Notice that you are present with the object. You are right there knowing it. Sense your own presence. Some people characterize this as being in “union” with the object.
Presence is usually associated with an individual ego (for example, "I am present!"), but this is not always the case. Awareness can be present without the mind forming a separated individuality, though this is pretty rare for most of us. The mind normally formulates a sense of self, the “ego”, and associates it with experiences, thinking, feeling, the body, relationships, and so forth.
One day, in (about) 1972, I was sitting quietly on a sunny deck where I was living in the Santa Cruz Mountains of Northern California. I had just spent about two hours in a sensory deprivation tank (an environment made to limit sensory information coming into the body). My mind was very quiet and awareness just naturally happened to focus on itself. At that moment, how it was making a “me” became obvious. Little by little, "I" let “me” go. Soon there was just pure presence with no mental artifact of a separate individual. That state lasted on and off for perhaps a half-hour or so, after which a “me” became stabilized again. (There is certainly a very strong tendency to be an ego-self!) However, once the ego-self has been evaporated at least once, the belief in it as being an absolute truth is diminished.
[Aside: The subject of the self goes much deeper than what I experienced on that sunny deck. What I experienced is the dissolving of the self that is manufactured by the mind. The issue of the real nature of the self, on which this baggage is hung, is much more profound. That subject is a bit beyond the scope of this little booklet, however.]
There is one other attribute of awareness, a very important one. This is that all experiences arise within the field of awareness. All experiences that you have ever had are experiences that arose within the field of awareness. Awareness is the ground or base of all experience. I encourage you to chew on this until it is perfectly clear and obvious to you.
When something arises in the field of awareness, awareness itself does not change.

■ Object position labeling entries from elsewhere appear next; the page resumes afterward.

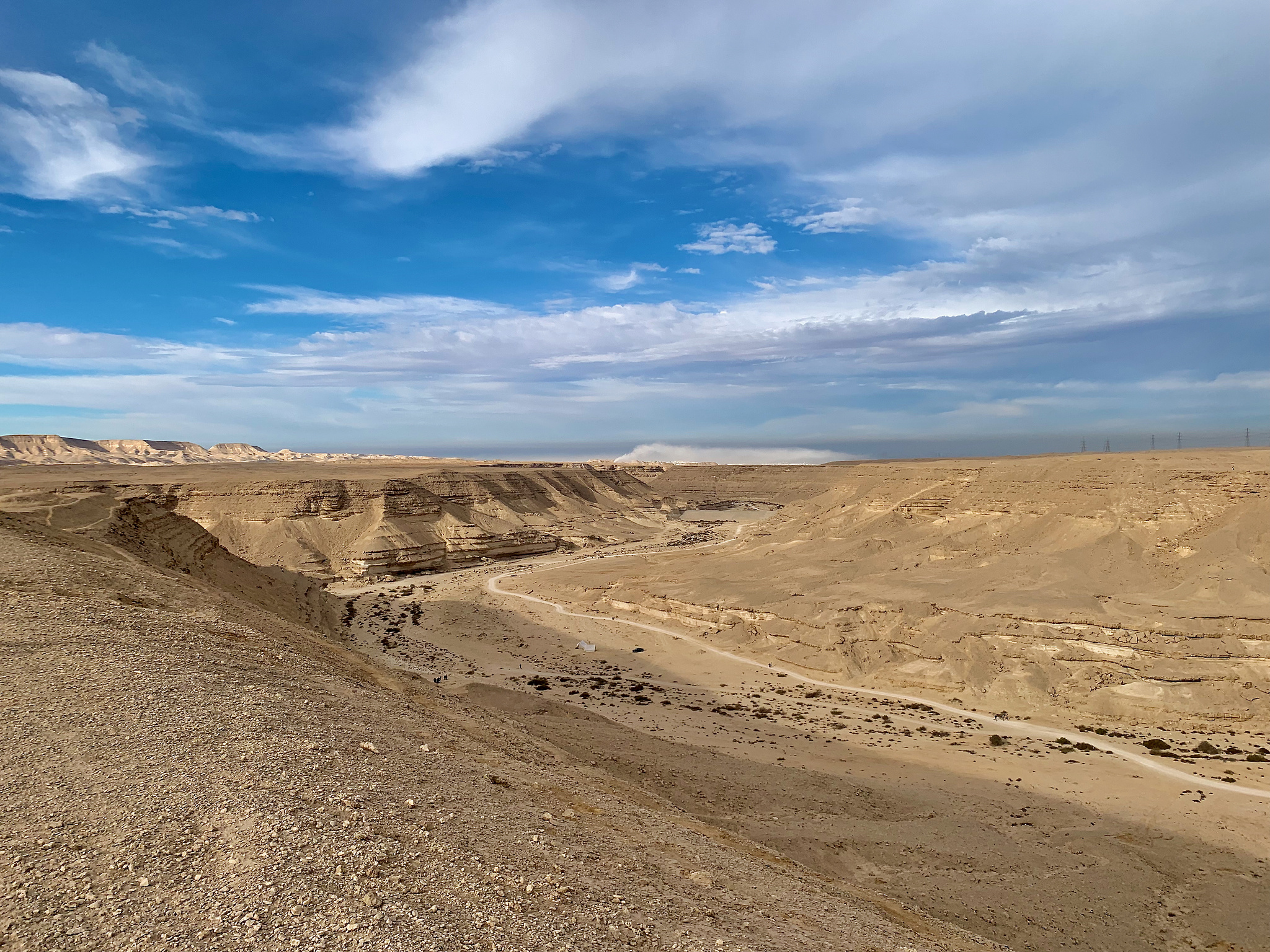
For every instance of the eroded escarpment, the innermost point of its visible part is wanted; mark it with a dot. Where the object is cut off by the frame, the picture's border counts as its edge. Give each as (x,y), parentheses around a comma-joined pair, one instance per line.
(373,526)
(1128,587)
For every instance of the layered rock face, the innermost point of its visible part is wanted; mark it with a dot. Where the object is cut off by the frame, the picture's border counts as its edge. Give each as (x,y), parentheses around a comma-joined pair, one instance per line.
(51,450)
(357,528)
(1130,586)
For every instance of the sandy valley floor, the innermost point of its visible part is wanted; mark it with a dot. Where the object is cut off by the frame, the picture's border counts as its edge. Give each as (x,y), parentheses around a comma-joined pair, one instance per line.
(1033,843)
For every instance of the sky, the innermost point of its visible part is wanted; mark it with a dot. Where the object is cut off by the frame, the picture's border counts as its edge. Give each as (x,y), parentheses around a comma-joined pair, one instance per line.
(573,229)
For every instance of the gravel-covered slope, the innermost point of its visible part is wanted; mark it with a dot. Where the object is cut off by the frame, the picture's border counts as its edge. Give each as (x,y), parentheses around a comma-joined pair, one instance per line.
(180,769)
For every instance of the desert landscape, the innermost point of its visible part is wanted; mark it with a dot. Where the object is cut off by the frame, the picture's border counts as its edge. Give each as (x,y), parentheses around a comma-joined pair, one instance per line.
(415,703)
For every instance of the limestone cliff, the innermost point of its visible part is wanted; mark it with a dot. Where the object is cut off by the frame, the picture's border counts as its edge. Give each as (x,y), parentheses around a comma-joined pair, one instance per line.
(357,527)
(1132,586)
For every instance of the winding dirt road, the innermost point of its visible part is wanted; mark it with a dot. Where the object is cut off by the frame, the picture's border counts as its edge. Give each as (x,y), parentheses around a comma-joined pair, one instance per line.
(1013,728)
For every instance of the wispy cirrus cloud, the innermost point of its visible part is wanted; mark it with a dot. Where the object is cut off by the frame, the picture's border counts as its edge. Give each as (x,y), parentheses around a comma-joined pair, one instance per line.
(624,281)
(848,216)
(130,75)
(172,248)
(63,141)
(721,238)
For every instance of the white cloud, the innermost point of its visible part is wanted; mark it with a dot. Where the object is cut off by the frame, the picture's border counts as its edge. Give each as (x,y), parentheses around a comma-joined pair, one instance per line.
(721,238)
(677,454)
(849,216)
(64,143)
(623,281)
(193,214)
(172,248)
(135,79)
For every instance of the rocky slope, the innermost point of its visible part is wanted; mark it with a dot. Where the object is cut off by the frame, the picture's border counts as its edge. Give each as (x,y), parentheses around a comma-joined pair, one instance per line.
(18,450)
(366,522)
(180,769)
(1127,586)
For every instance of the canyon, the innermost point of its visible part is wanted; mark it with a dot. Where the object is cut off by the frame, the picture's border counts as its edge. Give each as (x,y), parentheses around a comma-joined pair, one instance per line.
(342,701)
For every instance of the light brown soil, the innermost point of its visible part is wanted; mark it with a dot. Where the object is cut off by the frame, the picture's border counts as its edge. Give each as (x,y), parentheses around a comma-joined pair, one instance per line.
(153,679)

Awareness is the underlying ability or faculty that makes experiences possible. This awareness has not changed from any experience you have had in this or any other lifetime. Even if you are compulsively focused on a memory or feeling, awareness is still nothing but the capacity to experience. It isn’t altered or damaged.
Experiences arise within the field of awareness and then they complete or just disappear, making room for the next experiences. The experiences you had in the past did this. They came, occupied your subjective field, and then went on their way, back to the void from which they came. They are “impermanent.” All of them, except for the one you are having at this very instant, are actually gone. Records of some of them are stored in your memory so you can experience them again, but the originals went somewhere and are now -- where? Just a part of the warmth of the world.
To summarize:
- Awareness is inherently empty, space-like, and luminous.
- Awareness is filled with knowing presence.
- The attribute of an observable individualized self within the field of awareness is a mental "add-on."
- The nature of awareness does not change with experiences.
- All experiences come and go within the field of awareness.
Was that fun for you? It was fun for me.
Dedication to All Beings
If you wish, take a moment now to dedicate any improvement or benefit you got from this lesson to all beings. Do this with an open heart.